La distanza sociale teorizzata dall’antropologo Edward Hall richiama la situazione particolarmente difficile
che stiamo vivendo. Il “Covid-19” è entrato in maniera prepotente nella nostra quotidianità, costringendo
tutti noi a modificare le nostre abitudini, i comportamenti, stile di vita, rimanendo confinati all’interno delle
nostre abitazioni. Per rallentare ed evitare la diffusione di questa malattia contagiosa, è essenziale
mantenere la distanza sociale. L’isolamento, a cui tutti noi siamo stati costretti, ha porta l’individuo ad
utilizzare la comunicazione digitale, per ricercare un contatto tra le persone. Un esempio sono tutti i social
network come Facebook, Instagram e Twitter e le piattaforme come Skype, che consentono di effettuare
videochiamate e chat di gruppo.
Una riflessione specifica va dedicata agli effetti prodotti dalla rivoluzione telematica, cioè dall’irruzione
delle tecnologie informatiche nel campo della comunicazione.

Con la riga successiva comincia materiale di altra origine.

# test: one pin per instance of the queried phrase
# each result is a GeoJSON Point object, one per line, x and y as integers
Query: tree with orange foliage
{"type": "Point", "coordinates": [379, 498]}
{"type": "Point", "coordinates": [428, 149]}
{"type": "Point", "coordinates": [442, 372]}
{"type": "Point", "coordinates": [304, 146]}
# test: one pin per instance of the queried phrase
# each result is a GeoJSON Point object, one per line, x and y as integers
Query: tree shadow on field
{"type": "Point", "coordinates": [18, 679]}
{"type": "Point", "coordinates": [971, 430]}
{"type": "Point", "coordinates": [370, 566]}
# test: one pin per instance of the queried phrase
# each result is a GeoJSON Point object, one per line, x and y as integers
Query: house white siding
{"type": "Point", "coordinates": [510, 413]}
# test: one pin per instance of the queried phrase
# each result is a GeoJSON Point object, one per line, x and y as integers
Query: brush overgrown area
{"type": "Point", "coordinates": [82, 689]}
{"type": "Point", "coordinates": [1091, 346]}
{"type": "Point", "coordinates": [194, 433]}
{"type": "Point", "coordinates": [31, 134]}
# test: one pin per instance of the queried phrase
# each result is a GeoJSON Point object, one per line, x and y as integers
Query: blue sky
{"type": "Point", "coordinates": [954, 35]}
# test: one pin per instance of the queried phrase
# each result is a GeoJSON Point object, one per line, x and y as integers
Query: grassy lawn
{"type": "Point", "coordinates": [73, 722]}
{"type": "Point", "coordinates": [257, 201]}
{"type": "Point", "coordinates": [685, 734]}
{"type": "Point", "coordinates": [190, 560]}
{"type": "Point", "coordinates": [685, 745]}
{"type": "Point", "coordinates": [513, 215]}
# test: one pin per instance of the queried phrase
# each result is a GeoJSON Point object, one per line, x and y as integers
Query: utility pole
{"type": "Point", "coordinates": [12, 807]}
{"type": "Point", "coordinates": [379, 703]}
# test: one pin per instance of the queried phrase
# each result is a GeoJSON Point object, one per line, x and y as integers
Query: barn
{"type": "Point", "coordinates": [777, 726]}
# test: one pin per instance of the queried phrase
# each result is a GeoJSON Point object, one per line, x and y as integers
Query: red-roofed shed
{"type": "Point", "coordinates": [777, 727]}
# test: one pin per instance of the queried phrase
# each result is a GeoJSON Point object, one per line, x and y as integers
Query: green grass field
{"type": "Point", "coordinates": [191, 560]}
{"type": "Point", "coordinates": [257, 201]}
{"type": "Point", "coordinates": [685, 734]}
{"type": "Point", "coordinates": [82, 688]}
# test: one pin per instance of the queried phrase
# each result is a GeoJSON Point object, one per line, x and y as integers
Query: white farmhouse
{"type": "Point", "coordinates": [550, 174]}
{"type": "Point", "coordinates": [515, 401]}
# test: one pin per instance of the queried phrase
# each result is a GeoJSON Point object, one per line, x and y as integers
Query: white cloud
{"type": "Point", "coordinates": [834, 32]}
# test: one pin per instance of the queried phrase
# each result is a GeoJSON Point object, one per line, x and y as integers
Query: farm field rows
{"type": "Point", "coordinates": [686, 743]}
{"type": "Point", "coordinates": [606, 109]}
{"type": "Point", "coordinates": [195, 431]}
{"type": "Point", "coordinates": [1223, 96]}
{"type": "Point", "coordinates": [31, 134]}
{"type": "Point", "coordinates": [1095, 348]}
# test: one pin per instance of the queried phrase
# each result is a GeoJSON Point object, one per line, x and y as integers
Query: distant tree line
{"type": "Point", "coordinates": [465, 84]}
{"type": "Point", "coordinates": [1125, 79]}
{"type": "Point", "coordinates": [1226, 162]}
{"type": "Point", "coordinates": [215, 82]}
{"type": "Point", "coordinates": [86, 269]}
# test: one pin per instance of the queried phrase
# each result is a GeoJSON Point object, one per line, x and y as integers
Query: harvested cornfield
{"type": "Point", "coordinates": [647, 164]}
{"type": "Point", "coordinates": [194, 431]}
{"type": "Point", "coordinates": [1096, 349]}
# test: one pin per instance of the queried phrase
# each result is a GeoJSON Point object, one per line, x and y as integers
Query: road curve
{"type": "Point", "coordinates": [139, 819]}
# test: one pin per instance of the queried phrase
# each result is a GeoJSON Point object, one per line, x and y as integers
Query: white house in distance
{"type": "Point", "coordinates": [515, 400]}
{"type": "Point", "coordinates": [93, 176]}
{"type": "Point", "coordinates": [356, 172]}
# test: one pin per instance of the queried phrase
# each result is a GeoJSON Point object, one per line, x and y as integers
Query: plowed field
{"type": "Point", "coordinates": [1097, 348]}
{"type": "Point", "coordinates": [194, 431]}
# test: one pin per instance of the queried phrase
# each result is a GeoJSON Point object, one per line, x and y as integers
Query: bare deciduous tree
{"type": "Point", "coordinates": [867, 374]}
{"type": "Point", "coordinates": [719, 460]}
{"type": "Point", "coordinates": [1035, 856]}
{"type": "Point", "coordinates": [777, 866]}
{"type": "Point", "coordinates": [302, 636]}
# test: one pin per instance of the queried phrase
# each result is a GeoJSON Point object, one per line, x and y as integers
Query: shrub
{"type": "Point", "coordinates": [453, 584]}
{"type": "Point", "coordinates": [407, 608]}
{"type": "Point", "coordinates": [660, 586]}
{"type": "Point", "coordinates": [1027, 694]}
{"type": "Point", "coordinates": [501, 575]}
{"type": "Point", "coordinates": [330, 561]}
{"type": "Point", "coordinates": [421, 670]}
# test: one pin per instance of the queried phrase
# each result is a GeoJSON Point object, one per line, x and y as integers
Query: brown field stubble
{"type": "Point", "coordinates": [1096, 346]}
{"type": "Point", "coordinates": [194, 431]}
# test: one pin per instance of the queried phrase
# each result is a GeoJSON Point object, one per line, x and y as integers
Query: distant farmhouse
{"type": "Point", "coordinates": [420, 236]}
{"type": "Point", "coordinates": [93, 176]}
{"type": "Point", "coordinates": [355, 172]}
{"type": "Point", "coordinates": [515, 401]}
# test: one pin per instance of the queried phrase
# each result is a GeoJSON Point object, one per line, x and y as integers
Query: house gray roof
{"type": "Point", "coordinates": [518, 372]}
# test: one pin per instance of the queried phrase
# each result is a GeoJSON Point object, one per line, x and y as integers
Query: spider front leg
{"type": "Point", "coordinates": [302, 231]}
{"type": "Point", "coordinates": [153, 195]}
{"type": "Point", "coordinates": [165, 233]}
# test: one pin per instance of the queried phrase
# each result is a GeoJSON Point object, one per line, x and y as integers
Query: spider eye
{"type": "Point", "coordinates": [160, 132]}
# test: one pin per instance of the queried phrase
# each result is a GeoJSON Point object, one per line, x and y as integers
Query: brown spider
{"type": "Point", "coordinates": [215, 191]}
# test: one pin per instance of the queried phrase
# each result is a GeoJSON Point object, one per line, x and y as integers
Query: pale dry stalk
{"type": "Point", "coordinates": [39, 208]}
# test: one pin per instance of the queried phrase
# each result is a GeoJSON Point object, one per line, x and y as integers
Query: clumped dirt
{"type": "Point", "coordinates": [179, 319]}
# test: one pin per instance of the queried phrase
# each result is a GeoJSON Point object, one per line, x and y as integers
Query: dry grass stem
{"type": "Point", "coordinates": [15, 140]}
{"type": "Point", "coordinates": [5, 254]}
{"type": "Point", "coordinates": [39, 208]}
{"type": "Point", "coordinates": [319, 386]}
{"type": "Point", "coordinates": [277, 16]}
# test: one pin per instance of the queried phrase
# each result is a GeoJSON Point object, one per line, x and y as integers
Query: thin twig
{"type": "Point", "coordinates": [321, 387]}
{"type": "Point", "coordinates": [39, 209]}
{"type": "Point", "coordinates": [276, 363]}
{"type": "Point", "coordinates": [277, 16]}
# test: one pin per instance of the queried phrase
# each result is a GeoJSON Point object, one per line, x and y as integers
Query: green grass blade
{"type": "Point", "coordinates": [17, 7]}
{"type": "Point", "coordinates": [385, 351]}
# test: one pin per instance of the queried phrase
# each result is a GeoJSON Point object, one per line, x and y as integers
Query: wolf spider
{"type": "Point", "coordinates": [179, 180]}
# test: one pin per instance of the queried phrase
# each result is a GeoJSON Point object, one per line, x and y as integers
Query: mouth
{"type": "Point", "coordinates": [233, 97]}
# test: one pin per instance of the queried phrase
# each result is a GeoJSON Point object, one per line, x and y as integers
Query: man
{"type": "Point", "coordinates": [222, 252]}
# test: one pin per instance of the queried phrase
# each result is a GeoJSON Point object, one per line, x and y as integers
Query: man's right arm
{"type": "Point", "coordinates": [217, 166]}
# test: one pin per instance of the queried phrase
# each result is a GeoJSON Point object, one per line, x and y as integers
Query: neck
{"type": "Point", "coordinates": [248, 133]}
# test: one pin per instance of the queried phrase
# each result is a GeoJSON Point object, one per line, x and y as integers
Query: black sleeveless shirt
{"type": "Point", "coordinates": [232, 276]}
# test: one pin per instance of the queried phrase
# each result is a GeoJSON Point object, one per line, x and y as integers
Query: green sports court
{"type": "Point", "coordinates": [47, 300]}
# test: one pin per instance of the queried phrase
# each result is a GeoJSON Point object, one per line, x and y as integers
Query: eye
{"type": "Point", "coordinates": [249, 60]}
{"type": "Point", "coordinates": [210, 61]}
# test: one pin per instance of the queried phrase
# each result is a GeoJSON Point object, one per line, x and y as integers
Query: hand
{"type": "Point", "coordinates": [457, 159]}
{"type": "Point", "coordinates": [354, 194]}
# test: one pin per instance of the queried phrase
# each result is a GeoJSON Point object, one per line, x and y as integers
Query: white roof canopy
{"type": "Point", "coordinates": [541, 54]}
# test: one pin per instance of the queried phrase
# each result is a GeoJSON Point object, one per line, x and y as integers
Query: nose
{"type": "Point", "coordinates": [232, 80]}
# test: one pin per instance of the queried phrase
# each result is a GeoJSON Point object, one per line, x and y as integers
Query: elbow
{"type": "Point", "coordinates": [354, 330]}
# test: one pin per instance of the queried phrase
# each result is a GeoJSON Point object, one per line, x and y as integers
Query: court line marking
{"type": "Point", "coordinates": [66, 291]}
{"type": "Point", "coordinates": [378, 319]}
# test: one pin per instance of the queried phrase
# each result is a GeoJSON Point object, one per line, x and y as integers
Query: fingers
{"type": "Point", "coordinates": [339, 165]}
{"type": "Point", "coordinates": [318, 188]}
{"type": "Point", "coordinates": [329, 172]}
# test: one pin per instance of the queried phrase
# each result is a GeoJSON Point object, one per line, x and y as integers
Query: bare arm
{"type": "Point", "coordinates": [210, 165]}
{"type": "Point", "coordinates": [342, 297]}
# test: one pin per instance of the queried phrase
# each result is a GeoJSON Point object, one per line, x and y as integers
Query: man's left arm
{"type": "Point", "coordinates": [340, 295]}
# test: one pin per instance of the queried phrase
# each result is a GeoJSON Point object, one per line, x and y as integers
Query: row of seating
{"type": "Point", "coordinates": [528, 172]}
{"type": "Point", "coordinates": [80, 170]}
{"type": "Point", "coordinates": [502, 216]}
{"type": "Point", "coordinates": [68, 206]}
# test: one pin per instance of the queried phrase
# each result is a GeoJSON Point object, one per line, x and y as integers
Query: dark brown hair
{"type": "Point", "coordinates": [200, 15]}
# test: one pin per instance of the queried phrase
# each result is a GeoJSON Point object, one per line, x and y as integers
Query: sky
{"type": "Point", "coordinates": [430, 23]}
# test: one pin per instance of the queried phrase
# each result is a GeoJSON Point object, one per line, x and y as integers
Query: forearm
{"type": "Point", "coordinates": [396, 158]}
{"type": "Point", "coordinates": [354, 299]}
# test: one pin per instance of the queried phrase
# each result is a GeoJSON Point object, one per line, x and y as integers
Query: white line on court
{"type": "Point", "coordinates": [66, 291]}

La nascita di nuovi strumenti di
comunicazione, i cosiddetti “mass media” costituiscono dei codici comunicativi propri che si avvalgono di
suoni, immagini e parole per veicolare le informazioni e colpiscono varie sfere sensoriali acquistando un
forte potere di impatto psicologico sui destinatari dei messaggi, rivolgendosi sempre a un grande numero di
utenti. Storicamente, siamo entrati nell’era dei mass media quando, “il messaggio ha potuto viaggiare più
velocemente del messaggero” Marshall McLuhan (1911- 1980). Secondo il sociologo canadese i mass media
non concernano soltanto la maggiore rapidità ed efficace delle comunicazioni, ma investono anche la
qualità dei rapporti sociali, arrivando a trasformare interamente l’uomo. Grazie ai notiziari televisivi e a
Internet, che hanno assunto un ruolo centrale nell’ambito della comunicazione, l’uomo può conoscere in
tempo reale ciò che avviene in ogni angolo del pianeta.